For those who are not knowledgeable on taking care of their car tires, here are my own tips for you:-
1. When to check?
Check on the tire air pressure at least once a week (once in 3 weeks or a month is a big no-no!). This can be done using air pressure gauge (can buy one in Tesco for less than RM10.00 only – so cheap one) or simply by pumping air into your tires at the petrol station. If the pressure is enough, the pump (at the petrol station) will ring a bell or gives a “beep” sound (so watch for it!)

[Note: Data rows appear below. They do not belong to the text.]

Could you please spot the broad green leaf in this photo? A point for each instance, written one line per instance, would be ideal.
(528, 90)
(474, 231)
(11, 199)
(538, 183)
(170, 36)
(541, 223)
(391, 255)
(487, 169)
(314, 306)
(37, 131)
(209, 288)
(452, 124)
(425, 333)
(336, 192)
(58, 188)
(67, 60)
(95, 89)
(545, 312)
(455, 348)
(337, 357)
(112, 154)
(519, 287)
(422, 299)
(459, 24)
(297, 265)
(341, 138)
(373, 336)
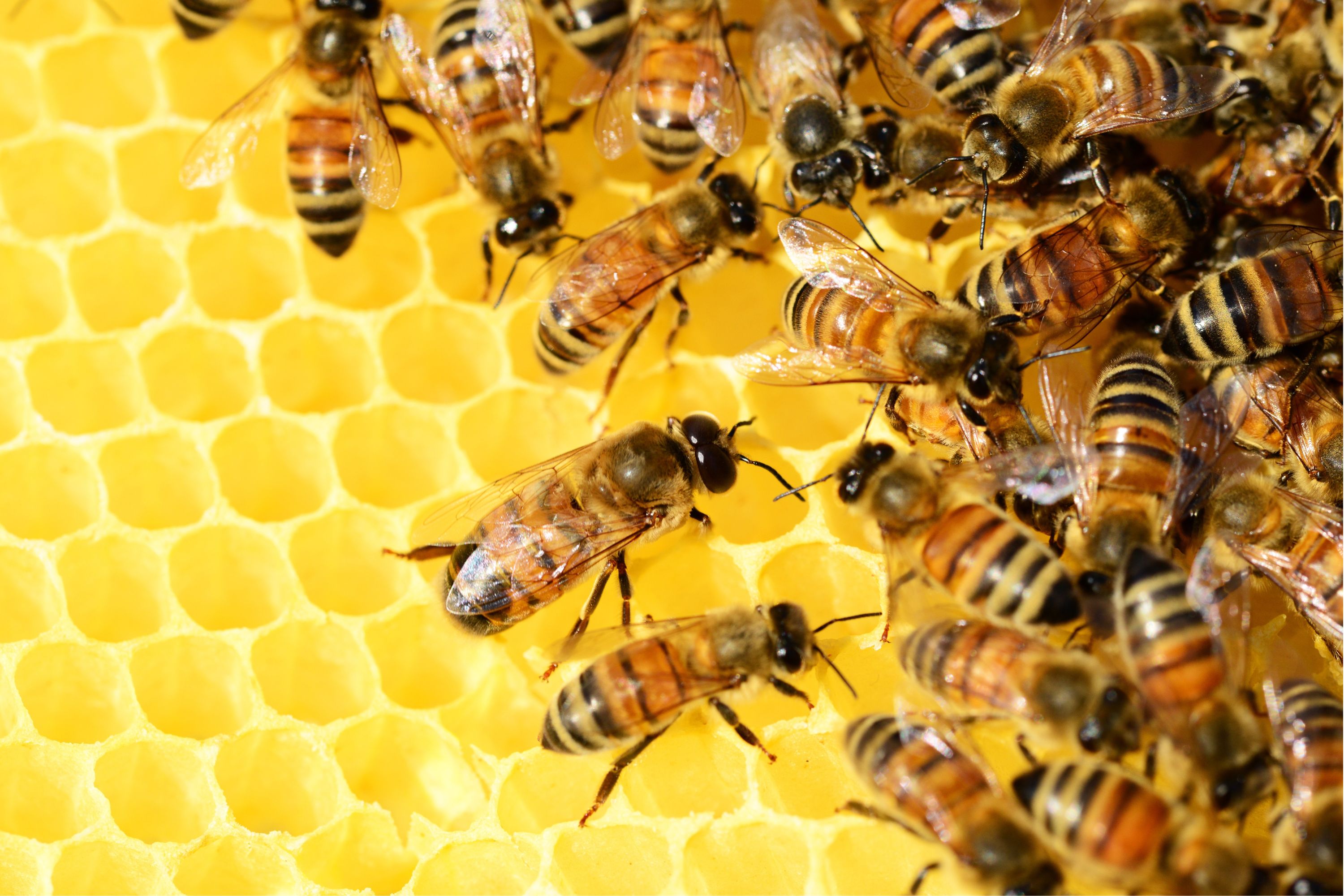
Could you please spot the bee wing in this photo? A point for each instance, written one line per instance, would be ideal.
(1186, 90)
(776, 362)
(435, 96)
(504, 39)
(896, 72)
(233, 136)
(374, 160)
(717, 108)
(832, 261)
(1070, 29)
(978, 15)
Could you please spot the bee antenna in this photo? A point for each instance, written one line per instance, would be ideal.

I also check the pressure before I go for my outstation trips and never failed to check again once I am back. Driving for 300+ kilometers tends to make my tires deflates slightly.
2. How to pump?
I know, I know…this is a stupid question but in the last 12 months, I have come across 2 lady drivers who were standing at the air pump not knowing how to use one (until I came to their rescue – ahem). Quite a number also use pump the wrong way.
The wrong way: pressing the tires with their fingers and estimating how to pump, ignoring the meters and continue to pump until they feel the tire is firm. Some even kick the tire to see whether it is firm.
The right way: Check the recommended pressure and set the meter to the correct pressure. Pump until the pump rings a bell or “beeps” or shows “END”. Pressing with finger does not help because the walls of the tires are way too firm for us to know whether the pressure is right or not
2. How much to pump?
If you are driving alone 95% of the time, use the manufacturer’s recommended air pressure (you know where to see right?). However, if you are driving with your family (myself and 4 other family members) or shifting house using your car (just joking), add another 5’ to the manufacturer’s recommended air pressure. For example (for my Iswara), the manufacturer’s recommended air pressure is 200 in front and 210 in the rear. So, what I will do is that I will pump 205 in front and 215 in the rear. The additional pressure is to “counter” the extra load in your car.
Inflation must be just right (see the manufacturer’s recommended air pressure). Too much will gives a smoother ride (saves petrol) but there will be less traction (as less area of the tire touch the ground). It will cause the centre of the tire to go “bald” faster. Too little gives a more stable ride but it loads more on fuel usage. It will cause the sides of the tire to go “bald” faster.
3. What about wheel balancing & alignment?
Check on the wheel balancing and alignment at least once a month or whenever it is necessary. How to know when to do that?
Simple: when you driving in a straight line, let go of your steering wheel and see whether your car is moving in a straight line or not (but first check whether there are cars beside you or not). If your car weaving to the right or left a bit, it is still ok but if it weaves too drastically, your wheel balancing and alignment is in a bad shape.
Failure to address this will cause the tires to go “bald” in an inconsistent way (not mentioning that it also de-stabilize your car).
4. Spare tire
Ha…the “forgotten one”, quietly tucked away in the booth for months, even years until the day you need it and you realized that the tire is damaged and has no air in it. Sounds unreasonable? It is not. Just like your “active” tires tend to lose pressure over time, so does your “passive” tire. The trick is to check on periodic basis (either when you pumping air or doing the wheel alignment). Trust me. Just do it. You do not want to be caught with your pants down!
But don’t worry, Michelin is already coming with a “maintenance free” tire named Tweel which is a simple looking hub and spoke design which eliminates the need for air pressure (picture source: www.paultan.org).